Trump’s Dilemma on a Trade Deal With China By Azhar Azam

After the G7 summit, President Trump said he believed China is sincere in seeking a trade deal and insisted Beijing wants “to make a deal badly”. He was responding to Chinese Vice Premier Liu He’s comments about China’s will to resolve the trade row through dialogue with a “calm attitude”.
Trump’s softer but bitter riposte to Liu’s call was redundantly vexatious as the Chinese leader also pointed at Washington’s policies based on trade protectionism and technology blockades. The China-US trade war archives deny the phony claim by Trump.

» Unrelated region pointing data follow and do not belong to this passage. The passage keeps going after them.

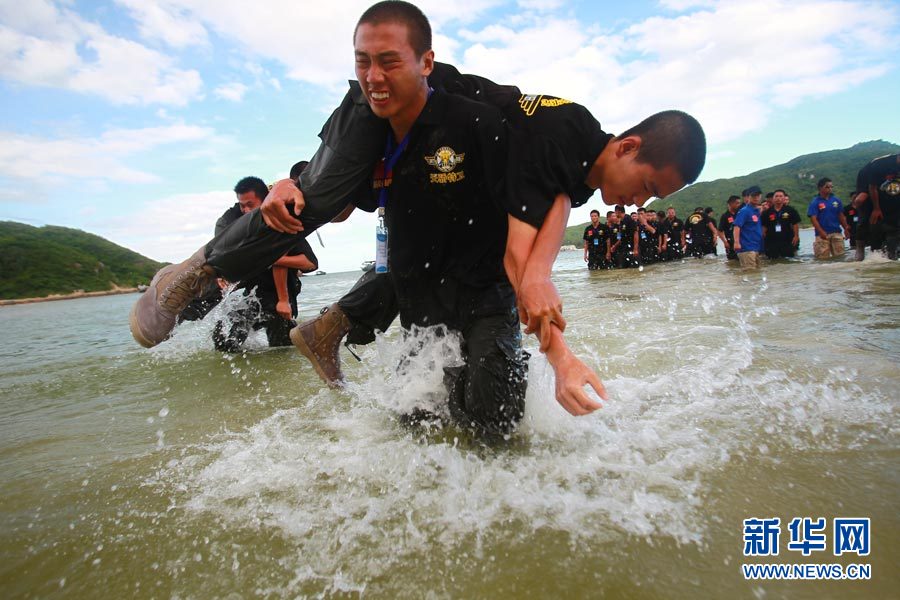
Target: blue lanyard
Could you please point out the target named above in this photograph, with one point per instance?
(391, 156)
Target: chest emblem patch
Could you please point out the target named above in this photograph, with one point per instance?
(445, 159)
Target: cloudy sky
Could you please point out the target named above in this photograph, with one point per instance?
(133, 119)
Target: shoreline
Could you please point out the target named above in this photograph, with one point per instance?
(72, 296)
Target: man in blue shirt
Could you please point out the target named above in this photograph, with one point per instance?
(748, 230)
(826, 211)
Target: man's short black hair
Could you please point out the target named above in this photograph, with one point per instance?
(252, 184)
(672, 138)
(397, 11)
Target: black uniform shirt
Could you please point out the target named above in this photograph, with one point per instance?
(596, 237)
(779, 224)
(444, 209)
(884, 174)
(264, 283)
(673, 229)
(555, 143)
(726, 225)
(698, 228)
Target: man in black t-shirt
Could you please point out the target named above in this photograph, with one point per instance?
(780, 228)
(646, 237)
(595, 235)
(726, 226)
(699, 233)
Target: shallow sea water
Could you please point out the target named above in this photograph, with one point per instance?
(181, 472)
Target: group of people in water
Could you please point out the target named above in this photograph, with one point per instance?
(473, 183)
(752, 225)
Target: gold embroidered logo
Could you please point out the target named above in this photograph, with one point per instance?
(445, 159)
(530, 102)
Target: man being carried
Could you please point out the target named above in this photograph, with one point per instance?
(748, 230)
(781, 228)
(595, 236)
(826, 211)
(726, 226)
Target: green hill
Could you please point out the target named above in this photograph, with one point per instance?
(798, 177)
(39, 261)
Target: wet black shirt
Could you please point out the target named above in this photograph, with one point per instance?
(554, 145)
(444, 212)
(779, 226)
(264, 282)
(884, 174)
(726, 225)
(596, 238)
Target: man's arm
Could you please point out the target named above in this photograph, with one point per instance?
(283, 306)
(876, 204)
(528, 261)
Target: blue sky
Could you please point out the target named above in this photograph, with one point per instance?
(133, 119)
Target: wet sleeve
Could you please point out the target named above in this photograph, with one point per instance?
(812, 210)
(536, 174)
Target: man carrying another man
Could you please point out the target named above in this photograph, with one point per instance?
(458, 279)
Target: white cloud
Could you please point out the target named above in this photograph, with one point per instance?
(108, 157)
(46, 46)
(231, 91)
(730, 65)
(170, 228)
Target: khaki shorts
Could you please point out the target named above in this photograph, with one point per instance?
(749, 260)
(830, 247)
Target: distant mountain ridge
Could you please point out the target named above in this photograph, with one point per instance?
(797, 176)
(40, 261)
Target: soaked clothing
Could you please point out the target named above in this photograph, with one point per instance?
(726, 226)
(778, 227)
(262, 313)
(648, 244)
(596, 238)
(883, 174)
(701, 238)
(672, 230)
(852, 214)
(750, 225)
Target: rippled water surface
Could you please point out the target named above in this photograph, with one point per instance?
(183, 472)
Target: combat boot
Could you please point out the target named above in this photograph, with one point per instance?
(173, 287)
(319, 340)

It is a blatant truth that Beijing has been urging Washington to defuse the situation through talks, but Trump showcasing the Chinese position as weak is outrageous.
The rash statement came after the US President came under pressure from G7 leaders and US businessmen and farmers to stop the trade war that has rattled world economies including that of the US. Realistically, Trump himself is pleading for a trade deal with Beijing as he is short of munitions to hurt China economically and is searching for a dignified way out.
With his tariff escalations, the US President would have made 95% of the Chinese goods subject to 15% to 30% tariffs by Dec 16. While no further tariff intensification would remain at Trump’s disposal, he would soon concede his sole leverage in the trade war.
His growing curbs to slap more tariffs on Chinese goods are coupled with the tumbling Wall Street and the US manufacturers’ and exporters’ anxieties. They probably pressed Trump to get paler on Beijing while narrating China’s sincerity in striking a trade deal with him.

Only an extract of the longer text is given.